Forecasting is always a tricky business. I am most confident in my warnings about the stock market. The money printing fuel just isn't there to keep it aloft. I am going out on a limb with my gold call, especially with it flirting with new all time highs. If it breaks through to record levels, it will spike higher and I will have egg on my face (at least short-term), BUT again, there is no new money printing to support the gold spike, However, (and this is what makes my bearish call on gold tough) there are nervous international holders of dollars that could cause a huge run into the metal. It could happen at anytime. This is why I am most nervous about this call, though I still suspect that the lack of money printing will pull a rug from under gold, and most certainly the current run in the stock market.

As for the economy, overall, it remains a mess. The upticks, as I have pointed out, for the most part are in the sectors where bailout money was pumped in. Thus, the "recovery" in the numbers has been pretty much a manipulated recovery. Further, that bailout money has pretty much been stopped. What manipulations the government attempts from here to goose the numbers, who knows? But it sure doesn't feel like a real recovery, and that's because it isn't, and I don't expect it to be for some time.

Stay alert, stay prepared. If ever there was a time for investors to stay in cash, this is it. For speculators, shorting the Treasury bond market makes the most sense.

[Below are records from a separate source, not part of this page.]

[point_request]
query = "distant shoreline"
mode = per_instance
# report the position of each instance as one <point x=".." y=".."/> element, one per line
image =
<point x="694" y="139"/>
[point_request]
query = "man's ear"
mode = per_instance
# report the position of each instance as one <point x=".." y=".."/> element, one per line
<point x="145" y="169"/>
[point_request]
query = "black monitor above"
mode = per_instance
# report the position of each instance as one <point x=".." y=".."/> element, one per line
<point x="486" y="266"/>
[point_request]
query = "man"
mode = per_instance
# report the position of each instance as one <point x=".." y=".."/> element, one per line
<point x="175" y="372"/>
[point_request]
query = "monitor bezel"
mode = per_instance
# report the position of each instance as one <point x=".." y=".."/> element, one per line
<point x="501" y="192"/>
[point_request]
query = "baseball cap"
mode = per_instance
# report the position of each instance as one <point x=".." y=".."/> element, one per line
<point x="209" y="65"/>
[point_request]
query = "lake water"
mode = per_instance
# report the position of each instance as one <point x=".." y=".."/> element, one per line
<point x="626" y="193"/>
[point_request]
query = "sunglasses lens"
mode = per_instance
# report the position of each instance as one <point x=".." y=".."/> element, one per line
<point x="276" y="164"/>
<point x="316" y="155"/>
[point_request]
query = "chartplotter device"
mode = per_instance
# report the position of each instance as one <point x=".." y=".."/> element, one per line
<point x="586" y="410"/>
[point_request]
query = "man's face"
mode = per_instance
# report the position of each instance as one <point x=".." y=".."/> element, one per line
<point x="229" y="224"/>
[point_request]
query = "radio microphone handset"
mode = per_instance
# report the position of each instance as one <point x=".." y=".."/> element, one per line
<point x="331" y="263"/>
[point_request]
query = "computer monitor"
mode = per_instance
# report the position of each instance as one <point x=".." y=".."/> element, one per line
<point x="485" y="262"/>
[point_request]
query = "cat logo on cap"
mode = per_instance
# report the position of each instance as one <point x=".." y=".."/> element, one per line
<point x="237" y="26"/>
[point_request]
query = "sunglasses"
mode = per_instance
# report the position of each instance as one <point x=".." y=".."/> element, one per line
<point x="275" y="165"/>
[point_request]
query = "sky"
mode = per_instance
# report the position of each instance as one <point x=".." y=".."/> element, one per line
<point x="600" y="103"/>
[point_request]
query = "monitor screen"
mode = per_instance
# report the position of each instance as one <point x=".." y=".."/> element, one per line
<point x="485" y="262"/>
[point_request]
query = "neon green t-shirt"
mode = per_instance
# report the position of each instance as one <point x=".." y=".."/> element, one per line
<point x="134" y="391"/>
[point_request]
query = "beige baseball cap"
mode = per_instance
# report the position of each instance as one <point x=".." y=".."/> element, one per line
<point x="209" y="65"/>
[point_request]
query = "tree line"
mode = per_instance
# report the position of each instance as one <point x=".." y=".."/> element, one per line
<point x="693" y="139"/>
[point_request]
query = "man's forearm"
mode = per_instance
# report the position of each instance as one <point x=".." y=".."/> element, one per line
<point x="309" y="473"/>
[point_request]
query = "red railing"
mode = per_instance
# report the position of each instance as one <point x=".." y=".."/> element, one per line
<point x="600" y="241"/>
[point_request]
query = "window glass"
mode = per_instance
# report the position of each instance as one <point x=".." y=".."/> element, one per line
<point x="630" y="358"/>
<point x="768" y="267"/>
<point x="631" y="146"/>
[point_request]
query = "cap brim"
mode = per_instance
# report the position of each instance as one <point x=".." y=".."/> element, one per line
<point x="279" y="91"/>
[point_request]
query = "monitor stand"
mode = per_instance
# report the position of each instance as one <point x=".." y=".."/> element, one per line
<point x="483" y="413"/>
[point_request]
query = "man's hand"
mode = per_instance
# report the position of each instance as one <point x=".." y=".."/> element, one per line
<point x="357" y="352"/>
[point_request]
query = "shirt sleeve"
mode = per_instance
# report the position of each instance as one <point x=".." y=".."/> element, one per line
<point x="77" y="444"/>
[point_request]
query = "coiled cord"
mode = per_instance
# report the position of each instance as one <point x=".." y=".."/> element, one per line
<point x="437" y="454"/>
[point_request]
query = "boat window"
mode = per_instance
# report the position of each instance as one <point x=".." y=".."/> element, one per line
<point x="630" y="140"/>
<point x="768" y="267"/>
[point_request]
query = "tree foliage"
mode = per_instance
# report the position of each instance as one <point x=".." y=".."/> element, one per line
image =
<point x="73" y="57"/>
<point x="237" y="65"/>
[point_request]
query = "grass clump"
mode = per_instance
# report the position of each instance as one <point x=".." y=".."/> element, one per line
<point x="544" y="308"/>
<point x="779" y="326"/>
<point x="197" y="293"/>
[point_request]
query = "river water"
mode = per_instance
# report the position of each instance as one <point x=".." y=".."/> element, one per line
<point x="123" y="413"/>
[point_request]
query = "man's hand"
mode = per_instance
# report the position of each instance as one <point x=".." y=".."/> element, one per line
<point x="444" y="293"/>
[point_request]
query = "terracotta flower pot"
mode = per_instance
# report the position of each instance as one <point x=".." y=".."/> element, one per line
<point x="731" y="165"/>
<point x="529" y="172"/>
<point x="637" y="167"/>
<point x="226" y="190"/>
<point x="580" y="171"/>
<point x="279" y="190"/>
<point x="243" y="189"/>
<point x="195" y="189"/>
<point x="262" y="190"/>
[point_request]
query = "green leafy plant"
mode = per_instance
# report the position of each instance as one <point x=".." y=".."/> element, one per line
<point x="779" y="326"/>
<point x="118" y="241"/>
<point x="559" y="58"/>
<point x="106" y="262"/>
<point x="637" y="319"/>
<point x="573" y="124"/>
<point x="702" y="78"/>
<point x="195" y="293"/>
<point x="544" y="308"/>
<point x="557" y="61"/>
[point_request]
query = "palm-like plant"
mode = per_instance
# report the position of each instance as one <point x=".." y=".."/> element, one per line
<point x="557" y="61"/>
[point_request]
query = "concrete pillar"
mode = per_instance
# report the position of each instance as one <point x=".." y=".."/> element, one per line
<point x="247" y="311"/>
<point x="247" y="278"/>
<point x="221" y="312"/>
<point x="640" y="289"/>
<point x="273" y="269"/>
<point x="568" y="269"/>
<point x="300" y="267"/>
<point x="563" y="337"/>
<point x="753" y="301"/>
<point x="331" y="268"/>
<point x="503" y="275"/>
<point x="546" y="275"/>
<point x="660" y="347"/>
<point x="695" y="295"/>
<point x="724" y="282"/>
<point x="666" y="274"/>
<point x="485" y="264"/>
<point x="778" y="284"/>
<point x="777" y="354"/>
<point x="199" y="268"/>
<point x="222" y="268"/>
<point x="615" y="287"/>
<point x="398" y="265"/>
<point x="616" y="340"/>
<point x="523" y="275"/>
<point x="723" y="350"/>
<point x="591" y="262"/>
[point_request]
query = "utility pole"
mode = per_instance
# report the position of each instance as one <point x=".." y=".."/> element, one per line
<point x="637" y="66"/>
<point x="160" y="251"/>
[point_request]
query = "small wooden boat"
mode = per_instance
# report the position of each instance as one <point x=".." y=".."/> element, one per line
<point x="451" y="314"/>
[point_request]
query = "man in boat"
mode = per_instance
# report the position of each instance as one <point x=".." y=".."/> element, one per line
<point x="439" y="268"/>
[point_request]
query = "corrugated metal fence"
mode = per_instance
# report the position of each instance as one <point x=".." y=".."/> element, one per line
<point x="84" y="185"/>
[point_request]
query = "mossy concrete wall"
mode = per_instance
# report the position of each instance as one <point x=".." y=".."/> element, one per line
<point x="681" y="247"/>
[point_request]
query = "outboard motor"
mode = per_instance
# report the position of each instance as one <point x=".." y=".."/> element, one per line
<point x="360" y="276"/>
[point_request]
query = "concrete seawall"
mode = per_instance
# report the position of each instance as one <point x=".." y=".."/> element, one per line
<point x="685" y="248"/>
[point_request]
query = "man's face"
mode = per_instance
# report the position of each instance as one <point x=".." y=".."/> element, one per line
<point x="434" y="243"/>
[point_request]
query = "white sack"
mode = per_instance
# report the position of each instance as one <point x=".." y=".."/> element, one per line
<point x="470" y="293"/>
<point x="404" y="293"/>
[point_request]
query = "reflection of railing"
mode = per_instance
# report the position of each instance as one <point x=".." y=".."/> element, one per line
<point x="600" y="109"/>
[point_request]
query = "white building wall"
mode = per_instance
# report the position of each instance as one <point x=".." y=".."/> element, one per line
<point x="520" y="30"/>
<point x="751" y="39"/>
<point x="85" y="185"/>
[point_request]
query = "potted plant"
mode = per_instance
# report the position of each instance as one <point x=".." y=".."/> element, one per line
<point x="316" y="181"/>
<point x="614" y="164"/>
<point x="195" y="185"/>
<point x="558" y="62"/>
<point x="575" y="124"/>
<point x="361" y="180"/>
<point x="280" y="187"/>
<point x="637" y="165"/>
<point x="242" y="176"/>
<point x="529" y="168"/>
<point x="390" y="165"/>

  1. As for the gold call, I've noticed that every time a huge number of new ETF's come out for a certain sector, it usually signals the top. I heard yesterday that the 8th, yes 8th, gold ETF just went public. Just a thought.

  2. Wenzel,

    Good stuff. I am not a chart guy either. I was reading some hedge fund's published analysis of the Chinese, Japanese and US economies recently and I just skipped the ten or so charts in it. I do much better synthesizing the words into meaning in my head.

    Great calls on the market. I was highly skeptical myself at the time but I am going to be more open minded about all of this going forward. I share your concern/nervousness on gold right now. Amazingly, in real terms, we're nowhere even close to the 1980's highs in any of the four major precious metals.

  3. Robert, if monetary conditions are so tight then how come the stock market has rallied while bond yields have remained low, commodity prices have rallied an the dollar has fallen in value against other currencies?

    That's more the price trends you would expect in a loose/inflationary environment, not a tight/deflationary monetary environment.

    You could be right, but you haven't explained these seemingly contradictory facts yet.

  4. Two things. There was a huge blast of money (15% annualized) between Spt 08 and Feb 09. It takes awhile for that to work its way through the system.

    Second, we were coming off extreme panic lows, that means there was an extreme desire to hold cash, i.e. sideline money. That sideline money is being worked off now. ONce that is done, there is no backup money from the Fed.

  5. Robert, I tried to reproduce your M2 annualized numbers in a chart (sorry, guys). So here is the annualized M2 nsa and its moving average (sorry again):

    Could you please comment on an apparent one-year cycle during the last 3 years? 2008 is somewhat exceptional, but the lows are like the clock...
    I get the business cycle idea, but this would be the Fed-clocked business cycle generator.

  6. Well, it is Fed generated. I don't argue with that at all.

    Part of it has to do with their seasonal adjustment factor. They obviously drain in July (which probably won't show up in a seasonally adjusted chart--in most years)But what I am looking at is the extremes in the swings. In both 2008 and 2009, you went from 15% annualized growth to zero or near zero--and maintained that near zero rate longer. For 2009, we still haven't seen a reversal, as of the 9-17 figures, there is still no growth.